A change in the version of a model deployed to a Session Server results in a model unload/load sequence. This means that model versions can be changed and new versions of event handlers loaded without restarting the server.

Creating and Destroying Host Sessions

Whenever a host session is created by Host Integrator, the Host Session Created event is fired. Similarly, when a session is destroyed, the Host Session Destroyed event is fired.

Design Tool: You create a host session when you load a new model. Whenever you unload a model, the existing host session is destroyed.

Session Server: On the Session Server, all of the existing rules about configuration changes to models and session pools still apply. Host sessions are created at startup and destroyed on shutdown for session pools. When a new model version is loaded, any existing host sessions with that model are destroyed and recreated. Changing pool sizes up or down can also result in sessions being created or destroyed. Most other changes do not result in host sessions being created or destroyed.

Sessions are created when a client connects using the connectToModel API. The Host Session Destroyed event never fires when a client is actually connected to the host session.

Client Sessions and Authentication

The client session represents a client program accessing Host Integrator.

Design Tool: As long as there is a model loaded, there is always a single simulated client session. The Authenticate User and Client Session Created events are fired when you load the model, and the Client Session Destroyed event is fired when you unload the model. You are informed of any errors generated by the Authenticate User event via the Java console, but this does not prevent the client session from being created.

In the Design Tool, the Client Connected event and the Client Disconnected event are attached to login and logout buttons to approximate the behavior of a client connecting to and disconnecting from a session. In this setting, a login process may be executed twice without an intervening logout process. However, after an initial login and associated Client Connected event fires, no additional Client Connected event will fire until a logout occurs.

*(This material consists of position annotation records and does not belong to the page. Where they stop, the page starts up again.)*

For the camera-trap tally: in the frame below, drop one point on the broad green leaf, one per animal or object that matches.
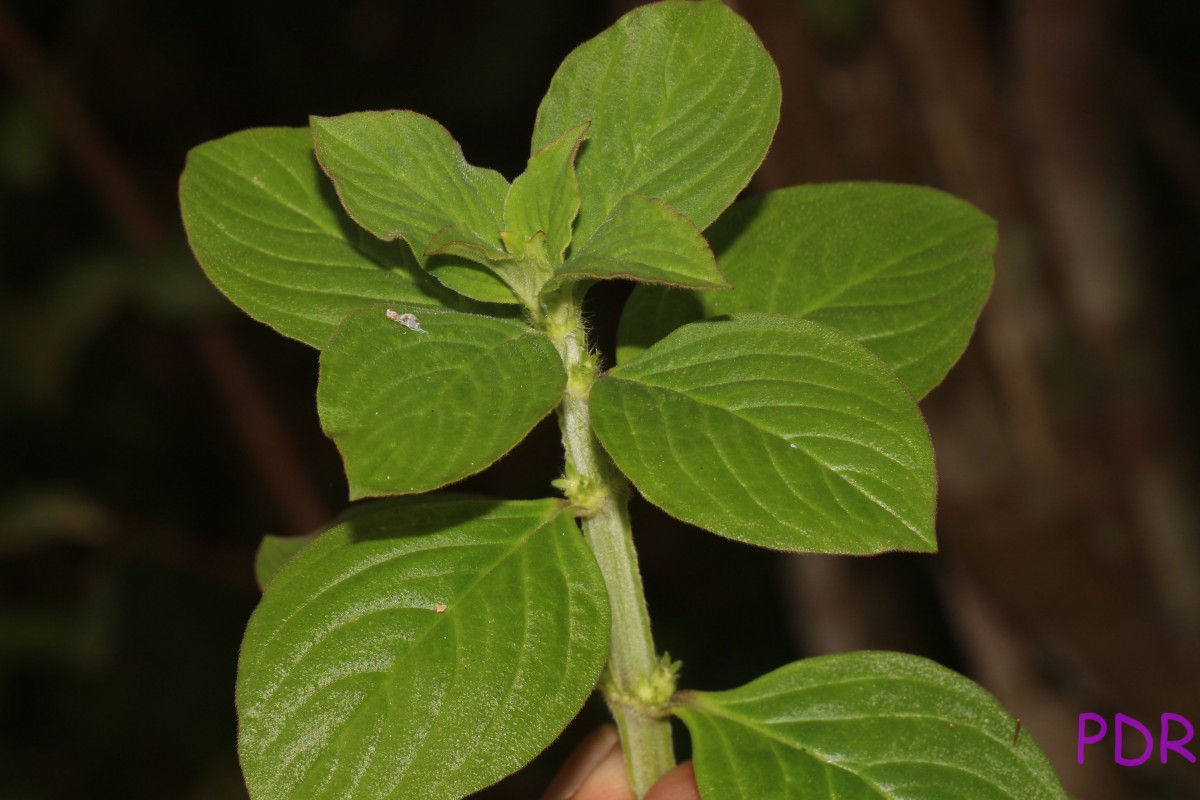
(411, 411)
(683, 101)
(773, 431)
(862, 726)
(401, 175)
(269, 232)
(426, 648)
(546, 197)
(274, 552)
(903, 269)
(645, 239)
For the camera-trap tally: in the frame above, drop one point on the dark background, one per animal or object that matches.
(150, 433)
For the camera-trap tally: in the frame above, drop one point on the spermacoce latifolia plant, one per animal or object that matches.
(766, 388)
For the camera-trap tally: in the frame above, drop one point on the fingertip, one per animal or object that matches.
(587, 758)
(677, 785)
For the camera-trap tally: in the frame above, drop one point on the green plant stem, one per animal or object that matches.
(633, 660)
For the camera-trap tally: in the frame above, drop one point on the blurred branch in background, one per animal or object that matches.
(1071, 563)
(148, 441)
(265, 440)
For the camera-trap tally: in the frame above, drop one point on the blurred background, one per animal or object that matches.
(150, 433)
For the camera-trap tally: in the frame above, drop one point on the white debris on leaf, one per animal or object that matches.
(407, 320)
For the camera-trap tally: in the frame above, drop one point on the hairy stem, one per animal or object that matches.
(593, 482)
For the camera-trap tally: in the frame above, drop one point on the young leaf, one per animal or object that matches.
(267, 227)
(425, 648)
(401, 175)
(863, 725)
(647, 240)
(546, 197)
(683, 101)
(775, 432)
(903, 269)
(413, 410)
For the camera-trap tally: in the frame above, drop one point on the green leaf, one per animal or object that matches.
(683, 101)
(546, 197)
(273, 553)
(773, 431)
(424, 649)
(401, 175)
(414, 410)
(267, 228)
(863, 726)
(903, 269)
(645, 239)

Session Server: Each session spans one client connection. The Authenticate User event fires when a host session is allocated to an incoming client. If the Authenticate User event returns an error, the client session is not created. Otherwise, the client session is created and the Client Session Created event is fired. The Client Session Destroyed event is fired after the client has disconnected. If the Client Session Created event or Client Session Destroyed event fails, the client connection fails.